Doch wie führt Merkel die Union? Wie hat sie in den vergangenen 15 Jahren die Partei Adenauers, Ludwig Erhards und Helmut Kohls verändert?

Von Helmut Kohl, den Merkel im Zuge der Spendenaffäre vom Sockel stieß, ist überliefert, dass er ein begnadeter Netzwerker war - damals noch ohne Handy und Facebook. Sein Arm reichte bis in die Niederungen der Union hinein. Selbst Kreisvorsitzende waren nicht vor Kohls Anrufen sicher, wenn mal etwas schief lief. Die Partei war für ihn Familie.

Angela Merkel hat diese Verästelungen nicht. Sie ist auch kein Kind der CDU. Die ostdeutsche Pfarrerstochter dockte sich nach der Wende vor 25 Jahren eher zufällig an die Christdemokraten an. Für sie ist Partei ein Zweckverband, keine Herzensangelegenheit. Das ergibt sich auch aus ihrem nüchternen Pragmatismus. Merkel ist freundlich zu "ihrer" CDU, hält sie aber doch entschlossen auf Abstand. Auf jedem Parteitag ist das spürbar. Es überwiegt das protestantische Pflichtgefühl. Als Vorsitzende wie als Kanzlerin.

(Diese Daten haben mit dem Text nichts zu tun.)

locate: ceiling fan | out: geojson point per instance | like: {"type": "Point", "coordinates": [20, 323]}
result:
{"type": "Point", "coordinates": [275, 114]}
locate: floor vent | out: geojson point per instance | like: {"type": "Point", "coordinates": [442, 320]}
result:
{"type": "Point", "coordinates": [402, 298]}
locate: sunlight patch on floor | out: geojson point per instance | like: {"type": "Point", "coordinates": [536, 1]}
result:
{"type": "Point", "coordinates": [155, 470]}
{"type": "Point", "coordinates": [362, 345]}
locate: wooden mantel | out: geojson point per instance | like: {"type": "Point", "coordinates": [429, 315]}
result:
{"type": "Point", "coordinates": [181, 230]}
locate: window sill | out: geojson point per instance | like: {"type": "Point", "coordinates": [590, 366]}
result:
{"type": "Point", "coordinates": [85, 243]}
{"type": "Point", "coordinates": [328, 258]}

Jemand, der es wissen muss, erzählt: "Sie kümmert sich sehr um Details." Das ist ohnehin Merkels Markenzeichen. Die 61-Jährige weiß manchmal mehr als der Experte, der ihr gegenüber sitzt. Sie fragt nach, kommuniziert mit ihren Getreuen oft per SMS, kürzelt dann mit "am". Ein anderer sagt: "Sie hat keine ideologischen Grenzen und Tabus." Offen sei Merkel für Argumente. Dann könne sie Positionen ohne viel Aufhebens räumen.

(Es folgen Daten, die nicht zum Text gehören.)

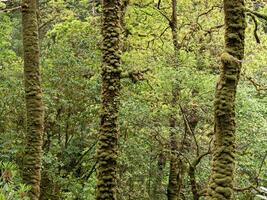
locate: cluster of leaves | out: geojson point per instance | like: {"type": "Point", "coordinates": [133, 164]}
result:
{"type": "Point", "coordinates": [71, 61]}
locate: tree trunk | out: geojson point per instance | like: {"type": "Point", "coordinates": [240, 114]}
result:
{"type": "Point", "coordinates": [157, 185]}
{"type": "Point", "coordinates": [33, 95]}
{"type": "Point", "coordinates": [109, 130]}
{"type": "Point", "coordinates": [221, 182]}
{"type": "Point", "coordinates": [172, 190]}
{"type": "Point", "coordinates": [176, 173]}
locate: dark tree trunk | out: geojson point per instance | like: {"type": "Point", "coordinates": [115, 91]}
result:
{"type": "Point", "coordinates": [221, 182]}
{"type": "Point", "coordinates": [33, 95]}
{"type": "Point", "coordinates": [109, 130]}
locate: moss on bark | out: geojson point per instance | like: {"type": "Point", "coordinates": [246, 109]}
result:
{"type": "Point", "coordinates": [33, 95]}
{"type": "Point", "coordinates": [221, 182]}
{"type": "Point", "coordinates": [109, 130]}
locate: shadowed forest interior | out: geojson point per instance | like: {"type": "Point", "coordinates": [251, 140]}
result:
{"type": "Point", "coordinates": [133, 100]}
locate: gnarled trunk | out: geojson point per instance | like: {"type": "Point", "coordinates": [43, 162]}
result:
{"type": "Point", "coordinates": [109, 130]}
{"type": "Point", "coordinates": [221, 182]}
{"type": "Point", "coordinates": [33, 95]}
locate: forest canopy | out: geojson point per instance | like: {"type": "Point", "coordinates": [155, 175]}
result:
{"type": "Point", "coordinates": [133, 99]}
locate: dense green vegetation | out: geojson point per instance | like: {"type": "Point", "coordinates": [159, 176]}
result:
{"type": "Point", "coordinates": [166, 93]}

Das erklärt, warum sich die CDU in den Merkel-Jahren so stark verändert hat. Merkel hat einen großen Teil alter christdemokratischer Überzeugungen über Bord geworfen. Die Wehrpflicht wurde abgeschafft. Mit dem Elterngeld, dem Rechtsanspruch auf einen Kita-Platz und der Frauenquote verordnete sie die Kehrtwende in der Gesellschaftspolitik. Die Partei verabschiedete sich von der Atomkraft.

Sie ließ es murrend geschehen, weil Merkel im Lauf der Jahre die Macht garantierte. Nichts ist für die CDU wichtiger. Zum Prinzip der Chefin gehört, andere vorfühlen zu lassen, um dann selbst so zu tun, als würde sie die Partei und das Wahlvolk mitnehmen. So ist man immer auf der Seite der Gewinner. Deshalb duldet sie, dass ihr eigener Generalsekretär Peter Tauber derzeit für ein Einwanderungsgesetz trommelt, obwohl viele in der Partei dagegen sind. Das hätte Kohl nie zugelassen.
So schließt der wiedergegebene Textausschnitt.